Tuesday, September 27, 2005

India & China

In past couple of years, international media, especially Business Week ,has placed India's economic status at the same pedestal as China's. If you go through Business Week's recent cover story on these two emerging economies you would get the impression that India is not far behind from China. China is the new economic powerhouse of the world followed 'closely' by India goes the popular phrase from these media houses. The reason for this apparently equal treatment is that China has built its economy on non-glamorous manufacturing industries and has clearly become the factory of the world. India's reputation has been built on the more visible and glamorous high-tech(if you can call outsourcing that) industry. What is forgotten is that while China's manufacturing growth is fueled by sensible policy making by its government, India's growth in high-tech is largely the case of being at the right place at the right time and has very little to do with any sensible planning or vision from its government. This hyperbole of China and India has already led to a sense of complacency in Indian government circles witnessed by a very sluggish growth in economic reforms in past 2 years in India. If anybody thinks that India's economic status is quite close to China then he needs to do the math. Economist Shankar Acharya has provided the numbers . On every important economic parameter, India is not even close to being close to China. On same parameters, it is so shamefully far behind that the only relevant comparison could be with the most backward third world countries. True, India has made very impressive gains in past decade and a half, especially in the information technology industry. The reality, however, is that given its vast population and potential it is just not enough. India needs to do a lot lot more to get anywhere near to where China is today.
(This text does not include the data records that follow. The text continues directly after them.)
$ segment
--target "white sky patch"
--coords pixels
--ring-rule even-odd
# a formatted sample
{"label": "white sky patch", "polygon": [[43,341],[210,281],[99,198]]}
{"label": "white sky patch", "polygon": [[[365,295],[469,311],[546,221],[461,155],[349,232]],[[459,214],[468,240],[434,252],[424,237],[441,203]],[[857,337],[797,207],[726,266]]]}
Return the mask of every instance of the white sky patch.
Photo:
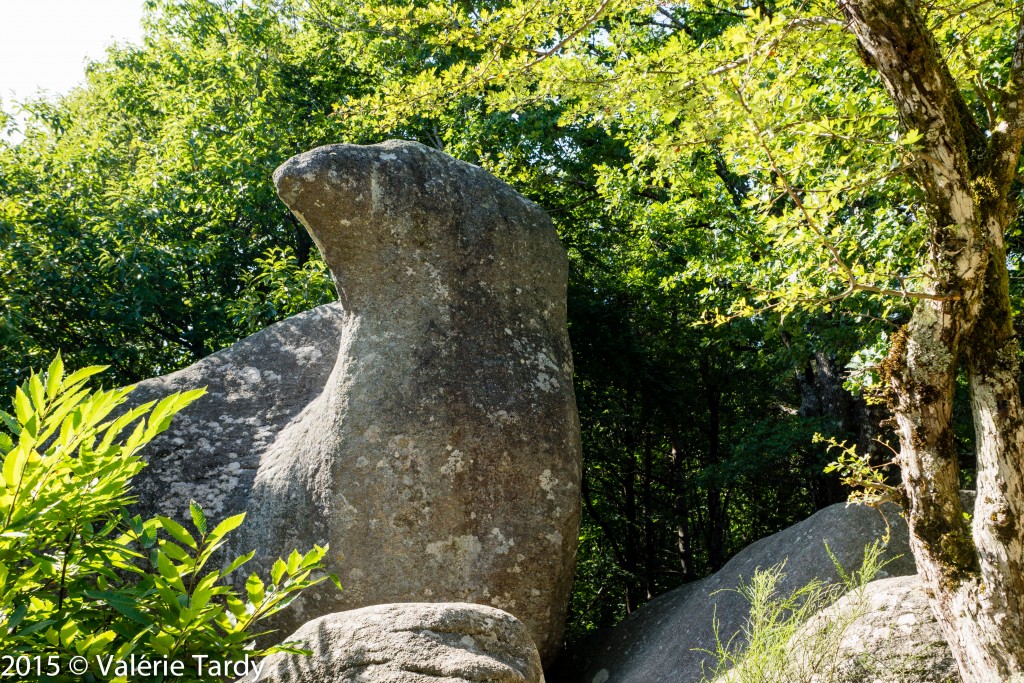
{"label": "white sky patch", "polygon": [[142,40],[143,0],[0,0],[0,100],[65,93],[86,59],[114,42]]}

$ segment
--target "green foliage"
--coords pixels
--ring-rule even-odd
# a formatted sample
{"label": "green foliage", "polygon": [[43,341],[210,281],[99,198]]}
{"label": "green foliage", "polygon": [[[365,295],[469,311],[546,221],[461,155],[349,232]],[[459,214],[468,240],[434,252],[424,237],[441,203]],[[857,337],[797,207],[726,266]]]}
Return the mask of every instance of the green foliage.
{"label": "green foliage", "polygon": [[846,364],[849,371],[843,387],[864,396],[869,403],[885,402],[885,387],[880,375],[882,362],[889,353],[889,335],[882,332],[874,344],[853,354]]}
{"label": "green foliage", "polygon": [[237,660],[288,649],[250,648],[258,622],[327,578],[316,575],[326,548],[293,552],[274,565],[269,584],[252,574],[239,593],[229,579],[253,554],[220,569],[210,563],[244,515],[210,529],[193,501],[194,531],[167,517],[131,516],[139,451],[203,391],[125,410],[131,388],[87,388],[102,369],[65,375],[58,356],[16,389],[13,413],[0,412],[5,654],[58,657],[64,674],[56,680],[80,680],[68,674],[73,656],[88,658],[90,676],[105,680],[99,661],[130,654],[181,660],[190,673],[180,680],[198,680],[192,655]]}
{"label": "green foliage", "polygon": [[[826,546],[828,550],[828,546]],[[863,591],[885,566],[883,546],[864,549],[859,569],[847,572],[829,551],[841,581],[814,580],[796,590],[781,593],[785,563],[754,572],[736,592],[750,606],[743,628],[722,640],[716,623],[714,673],[705,683],[828,683],[840,680],[840,647],[850,626],[867,611]],[[826,619],[814,619],[843,595],[848,609],[833,611]]]}
{"label": "green foliage", "polygon": [[[857,446],[836,441],[834,437],[825,438],[814,435],[815,443],[827,443],[829,450],[839,451],[836,459],[825,467],[825,472],[838,472],[844,486],[853,489],[850,492],[851,503],[862,503],[878,507],[885,502],[900,502],[900,487],[893,486],[889,468],[896,466],[896,460],[875,464],[871,456],[858,453]],[[893,455],[896,455],[895,452]]]}
{"label": "green foliage", "polygon": [[268,249],[256,259],[257,271],[243,276],[244,289],[228,304],[239,332],[252,334],[313,306],[334,300],[334,283],[327,264],[311,258],[300,265],[289,247]]}
{"label": "green foliage", "polygon": [[[700,240],[706,256],[666,280],[708,283],[720,296],[712,319],[828,311],[854,295],[842,305],[896,314],[928,290],[927,220],[908,178],[921,136],[900,129],[835,3],[359,7],[377,42],[415,41],[431,59],[347,111],[388,126],[466,99],[498,112],[557,102],[561,125],[623,141],[630,163],[601,167],[601,181],[642,183],[644,212],[689,216],[701,212],[693,195],[731,199],[732,216],[714,211]],[[994,125],[1011,4],[922,11],[966,100]]]}

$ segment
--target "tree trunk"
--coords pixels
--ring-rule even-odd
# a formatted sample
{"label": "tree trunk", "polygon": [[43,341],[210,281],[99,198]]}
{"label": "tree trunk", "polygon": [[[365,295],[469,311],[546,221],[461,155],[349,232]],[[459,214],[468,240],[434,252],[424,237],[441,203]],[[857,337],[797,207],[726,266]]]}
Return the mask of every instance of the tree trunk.
{"label": "tree trunk", "polygon": [[722,391],[714,380],[711,360],[708,356],[701,359],[701,377],[704,384],[704,395],[708,403],[708,422],[704,427],[704,435],[708,441],[705,466],[715,469],[705,483],[708,506],[705,542],[708,548],[708,565],[711,571],[716,572],[725,565],[726,559],[726,510],[722,500],[722,487],[718,483],[720,474],[717,471],[718,466],[722,463]]}
{"label": "tree trunk", "polygon": [[690,536],[690,492],[687,477],[683,472],[682,441],[675,433],[670,437],[672,444],[671,463],[672,495],[675,498],[676,511],[676,551],[679,557],[679,570],[683,583],[691,581],[694,576],[693,544]]}
{"label": "tree trunk", "polygon": [[[1024,410],[1003,234],[1024,121],[1022,34],[998,117],[974,120],[912,0],[840,0],[906,129],[930,223],[933,298],[916,304],[883,367],[917,567],[966,683],[1024,673]],[[973,523],[960,504],[952,405],[965,368],[977,436]]]}
{"label": "tree trunk", "polygon": [[[1018,378],[1018,347],[1010,309],[1002,240],[993,249],[983,295],[982,317],[966,350],[978,456],[974,545],[978,585],[970,595],[983,606],[974,629],[960,635],[972,655],[969,666],[1024,672],[1024,409]],[[968,604],[970,604],[968,602]],[[986,623],[987,622],[987,623]],[[994,634],[994,635],[992,635]],[[984,661],[992,658],[994,661]],[[982,661],[977,661],[981,659]]]}
{"label": "tree trunk", "polygon": [[955,332],[955,316],[939,319],[919,305],[890,356],[911,547],[967,683],[1024,672],[1024,410],[1001,250],[989,260],[982,299],[963,345],[978,457],[970,528],[952,443],[956,356],[935,343]]}
{"label": "tree trunk", "polygon": [[625,533],[622,539],[623,560],[622,569],[626,574],[626,614],[632,614],[637,607],[644,603],[643,590],[640,587],[640,549],[637,544],[637,536],[640,535],[639,515],[637,512],[636,496],[636,456],[639,448],[639,439],[632,433],[625,439],[625,458],[623,459],[623,472],[621,482],[622,494],[622,517],[625,522]]}
{"label": "tree trunk", "polygon": [[291,220],[295,235],[295,260],[299,267],[302,267],[309,261],[309,254],[313,249],[313,238],[309,236],[309,232],[291,211],[288,212],[288,218]]}
{"label": "tree trunk", "polygon": [[655,570],[657,567],[657,525],[654,518],[654,448],[651,445],[651,435],[644,436],[643,470],[641,482],[643,493],[643,531],[644,531],[644,601],[650,600],[658,594]]}

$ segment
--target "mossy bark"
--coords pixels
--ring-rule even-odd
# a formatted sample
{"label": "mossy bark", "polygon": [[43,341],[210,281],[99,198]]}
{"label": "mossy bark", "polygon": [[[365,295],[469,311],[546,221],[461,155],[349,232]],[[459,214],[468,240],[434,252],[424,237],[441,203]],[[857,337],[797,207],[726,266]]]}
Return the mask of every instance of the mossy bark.
{"label": "mossy bark", "polygon": [[[840,0],[903,126],[921,135],[934,293],[917,303],[884,367],[900,437],[911,547],[967,683],[1024,673],[1024,409],[1003,235],[1020,157],[1021,28],[997,120],[972,117],[912,0]],[[978,449],[968,524],[952,403],[966,369]]]}

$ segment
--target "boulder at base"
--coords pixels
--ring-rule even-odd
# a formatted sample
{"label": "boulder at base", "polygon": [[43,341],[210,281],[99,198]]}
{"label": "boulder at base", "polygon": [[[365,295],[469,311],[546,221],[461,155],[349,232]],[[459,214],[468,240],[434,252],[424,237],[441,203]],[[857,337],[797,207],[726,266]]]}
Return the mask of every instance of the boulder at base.
{"label": "boulder at base", "polygon": [[[891,538],[884,559],[892,559],[882,576],[916,573],[907,542],[907,526],[898,511],[888,506]],[[845,569],[856,569],[864,548],[886,530],[878,511],[856,505],[833,505],[799,524],[744,548],[716,574],[681,586],[631,614],[618,626],[598,636],[593,658],[586,667],[585,683],[698,683],[712,677],[715,659],[709,654],[718,633],[728,640],[742,627],[749,606],[736,592],[758,569],[785,562],[780,593],[790,593],[814,579],[839,580],[825,544]],[[734,645],[741,645],[740,640]]]}
{"label": "boulder at base", "polygon": [[[822,638],[823,624],[832,638]],[[824,643],[823,643],[824,641]],[[809,648],[810,643],[828,644]],[[813,617],[791,644],[791,665],[808,683],[959,683],[920,577],[872,581]],[[825,656],[822,656],[825,655]],[[813,662],[813,665],[812,665]]]}
{"label": "boulder at base", "polygon": [[275,625],[393,602],[472,602],[561,643],[580,515],[568,262],[547,215],[415,143],[332,145],[274,175],[340,302],[138,399],[208,386],[148,448],[141,512],[246,512],[256,569],[330,544]]}
{"label": "boulder at base", "polygon": [[[278,653],[266,683],[542,683],[537,648],[522,622],[466,603],[377,605],[328,614],[288,641],[311,655]],[[242,681],[252,681],[245,678]]]}

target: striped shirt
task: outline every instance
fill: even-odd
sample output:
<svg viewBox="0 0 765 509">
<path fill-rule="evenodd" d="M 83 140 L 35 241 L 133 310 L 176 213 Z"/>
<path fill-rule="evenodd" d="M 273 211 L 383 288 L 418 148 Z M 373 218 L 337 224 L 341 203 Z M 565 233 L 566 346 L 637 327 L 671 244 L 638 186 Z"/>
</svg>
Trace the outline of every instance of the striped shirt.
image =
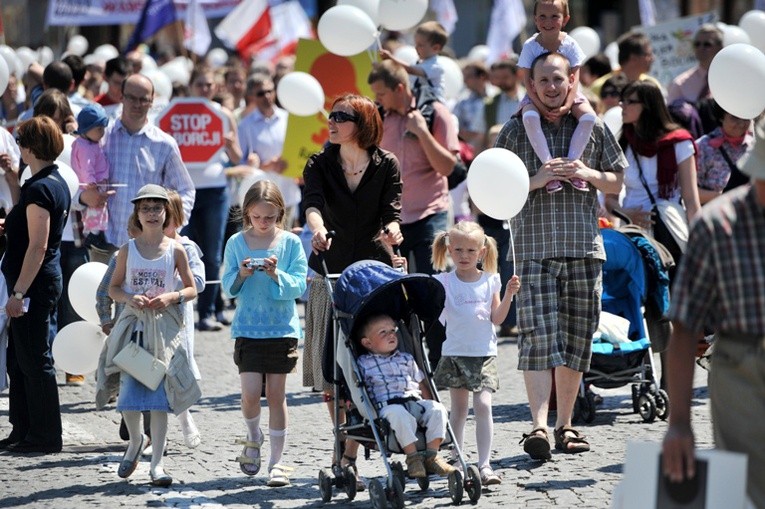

It needs to build a halfway decent infrastructure, provide a quality of life fitting to humans for a vast majority of its people, remove bottlenecks for enetrpreuners, privatize the inefficient state enterprises, start a crackdown on corruption, introduce some social reforms. The to do list is long. It has those proverbial thousand miles to go before it can so much as take a nap.

4 comments:

Wavefunction said...

I agree! Without infrastructure development, we are going to stay where we are, or worse still, wobble down. The excuse people make of 'Indians having much better English speaking skills than the Chinese', while true, is becoming a lame one. You make a good point about being lucky at the right place at the right time. It's not going to last long unless we put some determined purpose into it, and take care of many of the problems plaguing our most basic facilities and systems.

Vivek Gupta said...

The biggest worry for me is that India may soon become a victim of its own perceived 'success'. 7% growth of past couple of years and undeserved comparisons with China has already made governments in India complacent. This can be seen in lack of any meaningful reforms since the Congress took control of power. Instead we witnessed a moratorium on privitisation program, deepened infrastructure problems even in our showcase cities(Bangalore is a case in point), wasting of money in nonsensical programs like Employment Guarantee Scheme. This article (http://www.financialexpress.com/fe_full_story.php?content_id=103870)points out the problems with our buerocratic red tape. I fear that if present state of affairs continues then it will not take long for India to go from an 'emerging' economy to a 'submerging' economy.

Amogh said...

Nicely put guys.
Btw, you should definitely read this blog
http://indianeconomy.org/
Its by Amit Verma and co. and talks about a lot of issues like the one you discussed.

Wavefunction said...

Exactly. In fact, I was thinking about this today, and the thought crossed my mind that we have an innate tendency to be self-satisfied and smug with something, and then become complacent. In fact, we have even become so smug with our past (touting 'our glorious history of vedas and the mahabharata' almost as an excuse for our present lack of progress) that I really fear that we may simply rest on our laurels and stamp out focused progress yet again. And yes, large scale privatisation seems to be the only timely solution right now for us. But these confounded politicians should let us do it, for god's sake.